Towards Field-Ready AI-based Malaria Diagnosis: A Continual Learning Approach

Malaria remains a major global health challenge, particularly in low-resource settings where access to expert microscopy may be limited. Deep learning-based computer-aided diagnosis (CAD) systems have been developed and demonstrate promising performance on thin blood smear images. However, their clinical deployment may be hindered by limited generalization across sites with varying conditions. Yet very few practical solutions have been proposed. In this work, we investigate continual learning (CL) as a strategy to enhance the robustness of malaria CAD models to domain shifts. We frame the problem as a domain-incremental learning scenario, where a YOLO-based object detector must adapt to new acquisition sites while retaining performance on previously seen domains. We evaluate four CL strategies, two rehearsal-based and two regularization-based methods, on real-life conditions thanks to a multi-site clinical dataset of thin blood smear images. Our results suggest that CL, and rehearsal-based methods in particular, can significantly improve performance. These findings highlight the potential of continual learning to support the development of deployable, field-ready CAD tools for malaria.
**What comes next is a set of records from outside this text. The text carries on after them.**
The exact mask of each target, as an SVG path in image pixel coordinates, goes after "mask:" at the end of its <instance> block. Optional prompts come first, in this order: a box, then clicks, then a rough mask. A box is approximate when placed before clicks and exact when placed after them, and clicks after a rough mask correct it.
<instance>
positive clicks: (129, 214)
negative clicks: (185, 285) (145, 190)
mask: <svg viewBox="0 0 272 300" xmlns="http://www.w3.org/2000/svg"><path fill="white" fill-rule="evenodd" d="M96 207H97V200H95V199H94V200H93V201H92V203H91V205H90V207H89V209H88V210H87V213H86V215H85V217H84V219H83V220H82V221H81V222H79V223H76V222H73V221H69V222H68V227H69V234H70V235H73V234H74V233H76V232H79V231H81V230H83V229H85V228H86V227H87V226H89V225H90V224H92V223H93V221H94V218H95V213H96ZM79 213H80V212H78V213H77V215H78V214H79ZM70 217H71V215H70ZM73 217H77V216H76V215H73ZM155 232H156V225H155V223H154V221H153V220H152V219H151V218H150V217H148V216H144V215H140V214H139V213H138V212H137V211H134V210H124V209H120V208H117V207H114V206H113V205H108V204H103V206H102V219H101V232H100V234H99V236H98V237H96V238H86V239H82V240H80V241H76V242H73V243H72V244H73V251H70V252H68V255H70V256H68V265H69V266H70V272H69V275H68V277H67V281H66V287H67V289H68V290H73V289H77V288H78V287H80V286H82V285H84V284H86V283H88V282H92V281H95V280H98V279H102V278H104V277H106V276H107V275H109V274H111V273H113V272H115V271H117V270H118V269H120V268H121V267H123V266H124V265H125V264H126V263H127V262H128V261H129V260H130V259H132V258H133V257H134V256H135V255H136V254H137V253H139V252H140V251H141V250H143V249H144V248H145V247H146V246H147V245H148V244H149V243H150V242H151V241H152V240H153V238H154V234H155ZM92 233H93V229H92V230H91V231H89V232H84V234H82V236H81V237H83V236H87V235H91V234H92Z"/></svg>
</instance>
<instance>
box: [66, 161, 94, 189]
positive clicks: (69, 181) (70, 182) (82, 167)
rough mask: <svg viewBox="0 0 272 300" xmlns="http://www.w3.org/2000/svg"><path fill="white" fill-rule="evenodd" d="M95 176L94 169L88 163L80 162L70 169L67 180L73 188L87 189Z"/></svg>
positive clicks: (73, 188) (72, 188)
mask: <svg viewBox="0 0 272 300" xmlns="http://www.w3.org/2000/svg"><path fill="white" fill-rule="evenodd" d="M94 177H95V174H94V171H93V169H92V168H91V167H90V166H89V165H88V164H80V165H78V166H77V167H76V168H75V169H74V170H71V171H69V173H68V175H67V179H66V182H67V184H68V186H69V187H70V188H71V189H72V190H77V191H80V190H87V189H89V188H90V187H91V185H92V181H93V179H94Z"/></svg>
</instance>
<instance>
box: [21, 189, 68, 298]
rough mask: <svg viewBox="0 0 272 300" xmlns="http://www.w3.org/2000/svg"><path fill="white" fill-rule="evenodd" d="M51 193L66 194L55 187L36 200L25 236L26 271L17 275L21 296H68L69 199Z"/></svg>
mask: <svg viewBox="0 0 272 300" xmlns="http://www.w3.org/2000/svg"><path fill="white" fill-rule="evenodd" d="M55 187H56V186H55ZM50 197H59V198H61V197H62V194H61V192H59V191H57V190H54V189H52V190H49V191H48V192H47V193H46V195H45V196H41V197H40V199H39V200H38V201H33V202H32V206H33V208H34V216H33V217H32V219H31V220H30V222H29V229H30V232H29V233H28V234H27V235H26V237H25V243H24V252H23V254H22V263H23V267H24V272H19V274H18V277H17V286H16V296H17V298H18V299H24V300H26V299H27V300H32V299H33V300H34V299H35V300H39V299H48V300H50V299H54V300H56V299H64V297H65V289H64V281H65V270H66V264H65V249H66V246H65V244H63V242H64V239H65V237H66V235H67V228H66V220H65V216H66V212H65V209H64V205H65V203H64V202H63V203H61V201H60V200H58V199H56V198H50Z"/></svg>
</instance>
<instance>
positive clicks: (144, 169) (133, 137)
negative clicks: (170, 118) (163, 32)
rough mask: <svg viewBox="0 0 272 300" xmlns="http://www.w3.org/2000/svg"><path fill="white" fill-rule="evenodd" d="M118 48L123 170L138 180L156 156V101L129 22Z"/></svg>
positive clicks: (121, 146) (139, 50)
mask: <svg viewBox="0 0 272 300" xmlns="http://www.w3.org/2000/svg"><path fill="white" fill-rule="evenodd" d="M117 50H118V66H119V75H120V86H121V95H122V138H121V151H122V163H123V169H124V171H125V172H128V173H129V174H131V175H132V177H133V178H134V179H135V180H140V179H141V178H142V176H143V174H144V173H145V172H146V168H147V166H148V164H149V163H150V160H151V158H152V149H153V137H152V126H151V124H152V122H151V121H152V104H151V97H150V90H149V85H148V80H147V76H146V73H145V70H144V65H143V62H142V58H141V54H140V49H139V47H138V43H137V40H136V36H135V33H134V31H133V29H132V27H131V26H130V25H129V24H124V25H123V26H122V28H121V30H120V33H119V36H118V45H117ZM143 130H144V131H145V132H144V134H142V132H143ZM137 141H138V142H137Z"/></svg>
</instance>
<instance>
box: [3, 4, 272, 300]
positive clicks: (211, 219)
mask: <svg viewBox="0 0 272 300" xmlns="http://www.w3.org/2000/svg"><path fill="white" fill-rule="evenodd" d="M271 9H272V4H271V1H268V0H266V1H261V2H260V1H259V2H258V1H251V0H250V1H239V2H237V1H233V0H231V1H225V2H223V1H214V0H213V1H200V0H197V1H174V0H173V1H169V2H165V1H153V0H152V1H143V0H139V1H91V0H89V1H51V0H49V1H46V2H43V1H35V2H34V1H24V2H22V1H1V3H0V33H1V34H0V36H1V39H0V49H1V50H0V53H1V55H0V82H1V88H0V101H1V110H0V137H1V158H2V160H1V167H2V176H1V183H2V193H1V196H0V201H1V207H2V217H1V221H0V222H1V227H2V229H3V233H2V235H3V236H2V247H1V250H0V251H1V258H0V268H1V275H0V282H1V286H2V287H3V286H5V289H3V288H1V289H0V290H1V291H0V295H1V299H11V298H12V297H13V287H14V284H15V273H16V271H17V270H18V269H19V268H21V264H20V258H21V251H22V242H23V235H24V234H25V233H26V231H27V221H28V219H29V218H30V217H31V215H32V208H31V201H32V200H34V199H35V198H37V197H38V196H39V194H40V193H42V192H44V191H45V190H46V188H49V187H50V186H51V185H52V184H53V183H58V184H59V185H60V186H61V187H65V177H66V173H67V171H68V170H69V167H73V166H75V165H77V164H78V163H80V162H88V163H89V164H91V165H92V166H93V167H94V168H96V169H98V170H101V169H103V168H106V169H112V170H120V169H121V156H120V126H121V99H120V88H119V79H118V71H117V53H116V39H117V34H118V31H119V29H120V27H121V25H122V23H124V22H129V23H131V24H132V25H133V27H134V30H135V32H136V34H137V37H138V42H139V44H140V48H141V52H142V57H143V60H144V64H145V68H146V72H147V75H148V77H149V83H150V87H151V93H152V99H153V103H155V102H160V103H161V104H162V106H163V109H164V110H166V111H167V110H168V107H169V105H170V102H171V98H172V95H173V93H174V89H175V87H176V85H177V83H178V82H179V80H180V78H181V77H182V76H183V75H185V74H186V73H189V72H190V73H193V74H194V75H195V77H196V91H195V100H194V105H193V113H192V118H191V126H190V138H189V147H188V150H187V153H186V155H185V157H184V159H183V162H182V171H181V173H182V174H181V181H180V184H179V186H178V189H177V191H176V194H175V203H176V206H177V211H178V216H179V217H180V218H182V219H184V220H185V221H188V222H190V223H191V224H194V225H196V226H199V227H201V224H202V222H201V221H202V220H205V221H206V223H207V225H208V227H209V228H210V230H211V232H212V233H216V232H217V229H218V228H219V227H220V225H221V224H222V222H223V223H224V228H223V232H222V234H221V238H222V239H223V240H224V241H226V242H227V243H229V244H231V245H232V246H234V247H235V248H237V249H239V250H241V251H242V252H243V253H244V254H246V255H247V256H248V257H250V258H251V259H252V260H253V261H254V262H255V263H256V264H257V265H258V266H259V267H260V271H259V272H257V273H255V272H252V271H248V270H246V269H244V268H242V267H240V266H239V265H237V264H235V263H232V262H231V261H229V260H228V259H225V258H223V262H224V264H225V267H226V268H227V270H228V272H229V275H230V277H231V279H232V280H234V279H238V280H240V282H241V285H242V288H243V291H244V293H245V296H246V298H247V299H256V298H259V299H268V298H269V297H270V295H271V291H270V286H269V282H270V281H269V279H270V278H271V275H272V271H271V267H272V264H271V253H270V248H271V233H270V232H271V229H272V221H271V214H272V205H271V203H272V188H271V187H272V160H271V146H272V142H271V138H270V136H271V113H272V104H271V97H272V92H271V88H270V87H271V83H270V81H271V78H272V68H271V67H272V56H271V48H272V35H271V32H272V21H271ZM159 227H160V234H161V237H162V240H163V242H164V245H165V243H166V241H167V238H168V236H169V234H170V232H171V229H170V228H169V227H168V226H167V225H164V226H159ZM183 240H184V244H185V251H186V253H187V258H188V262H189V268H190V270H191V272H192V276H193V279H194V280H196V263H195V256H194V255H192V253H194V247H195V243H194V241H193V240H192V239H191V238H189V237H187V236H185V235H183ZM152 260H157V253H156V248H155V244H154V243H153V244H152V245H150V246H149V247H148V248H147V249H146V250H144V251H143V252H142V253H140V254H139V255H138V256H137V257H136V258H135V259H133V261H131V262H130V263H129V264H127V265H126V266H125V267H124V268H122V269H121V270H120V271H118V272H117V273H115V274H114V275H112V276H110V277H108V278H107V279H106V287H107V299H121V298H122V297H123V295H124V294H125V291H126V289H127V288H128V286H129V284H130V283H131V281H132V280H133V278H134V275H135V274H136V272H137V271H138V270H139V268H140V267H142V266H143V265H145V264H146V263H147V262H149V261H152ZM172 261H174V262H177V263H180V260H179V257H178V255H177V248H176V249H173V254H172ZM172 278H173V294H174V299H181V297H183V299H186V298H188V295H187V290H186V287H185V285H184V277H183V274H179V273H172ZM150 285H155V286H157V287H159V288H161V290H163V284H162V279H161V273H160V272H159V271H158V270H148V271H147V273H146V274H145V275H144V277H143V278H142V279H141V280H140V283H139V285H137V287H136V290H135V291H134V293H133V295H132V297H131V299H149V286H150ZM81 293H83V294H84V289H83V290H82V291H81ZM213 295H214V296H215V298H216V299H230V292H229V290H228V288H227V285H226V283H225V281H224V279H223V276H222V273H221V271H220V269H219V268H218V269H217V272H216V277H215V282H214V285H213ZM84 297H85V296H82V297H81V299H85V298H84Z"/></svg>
Assessing Generalization Capabilities of Malaria Diagnostic Models from Thin Blood Smears

Malaria remains a significant global health challenge, necessitating rapid and accurate diagnostic methods. While computer-aided diagnosis (CAD) tools utilizing deep learning have shown promise, their generalization to diverse clinical settings remains poorly assessed. This study evaluates the generalization capabilities of a CAD model for malaria diagnosis from thin blood smear images across four sites. We explore strategies to enhance generalization, including fine-tuning and incremental learning. Our results demonstrate that incorporating site-specific data significantly improves model performance, paving the way for broader clinical application.